In Part 1, Kim discussed many of the changes within World Sailing and the decisions being made for the Olympics events. Here, in Part 2, the conversation drifts toward the broadcast of the Olympic events.

The trend for Olympic equipment has been toward modern high performance, but boats like the skiffs and multihull aren’t too seaworthy in the upper wind range. Looking forward, should it be a priority that the Olympic equipment is suitable for all conditions?

For sure, we need to keep that in mind. I think also, for sure, that with the diversity of our sport, and having 10 medals, that should also be on top of the mind when we are sort of looking over the specs. Safe events and equipment are important, but having said that, you can adapt the venues to counter any equipment issues. That’s what happened at the Rio Olympics with the ocean and bay courses.

But for Rio, there was only one race area for broadcast, and it was inside the bay with safe conditions. The excitement of the big wind and waves on the ocean was lost.

The issue in Rio was how we are going to televise, and I can only say that the way we are doing it now gives us a great more deal flexibility. People will say that sailing isn’t a media sport, and I agree. I don’t think you’re ever going to transport the feeling of sailing a dinghy boat to the audience. But I think we can get close, maybe deliver 80% of that feeling, of that understanding of what sailing is.

With the graphics available and a lot of new media, we can actually do this, so that is our goal. How we are now using our media in the World Cup events sets the way for how we are going to use it at the Olympics.

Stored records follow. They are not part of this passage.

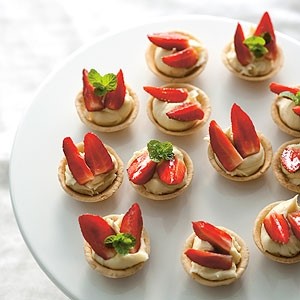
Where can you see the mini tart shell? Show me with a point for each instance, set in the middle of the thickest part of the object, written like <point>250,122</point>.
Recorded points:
<point>276,165</point>
<point>190,172</point>
<point>278,65</point>
<point>104,194</point>
<point>150,59</point>
<point>256,237</point>
<point>277,120</point>
<point>83,114</point>
<point>241,266</point>
<point>267,163</point>
<point>202,99</point>
<point>114,273</point>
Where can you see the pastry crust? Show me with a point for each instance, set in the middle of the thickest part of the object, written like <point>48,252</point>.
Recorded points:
<point>150,54</point>
<point>268,160</point>
<point>202,98</point>
<point>190,172</point>
<point>276,165</point>
<point>278,65</point>
<point>114,273</point>
<point>277,120</point>
<point>83,114</point>
<point>241,266</point>
<point>104,194</point>
<point>256,237</point>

We have greatly improved the synergy with World Sailing, the Olympic Broadcasting Services (OBS) which are the broadcast company for all Olympic events, and Swiss Timing which does the timekeeping and scoring for all Olympic events. Getting these two companies to use our systems is a big step forward.

What we have missed for years is how sailing is to be televised, and this has hurt our efforts to attract an audience. And as you said in Rio, we definitely missed broadcasting those exciting races on the ocean course, with boats flying around and capsizing. So the broadcast must be able to embrace all the elements, and be able to operate within them.

A side note for Rio was how, because of the limitations on the broadcast course, and how the very windy days meant we had to shuffle some of the events to different courses, there was an imbalance of television time across the ten events. While that was not great, it also impacted how the IOC viewed the importance of certain events.

Because of this imbalance, the method of the IOC to track viewers per class was not fair. They were trying to pass judgment on classes by using the media data and I said they can’t do that if they’re not able to cover all the race areas. For Rio, the Finn had bad numbers because they were out in the ocean more and not covered by the media. This problem was exasperated when World Sailing made public the media data without explaining how the collection of data was not fair and equal.

OBS was established by the IOC to serve as the Host Broadcaster for the Olympic Games, and you had previously said how, in the past,  there had not been enough coordination between World Sailing and OBS to insure that sailing was presented properly. So this progress is good.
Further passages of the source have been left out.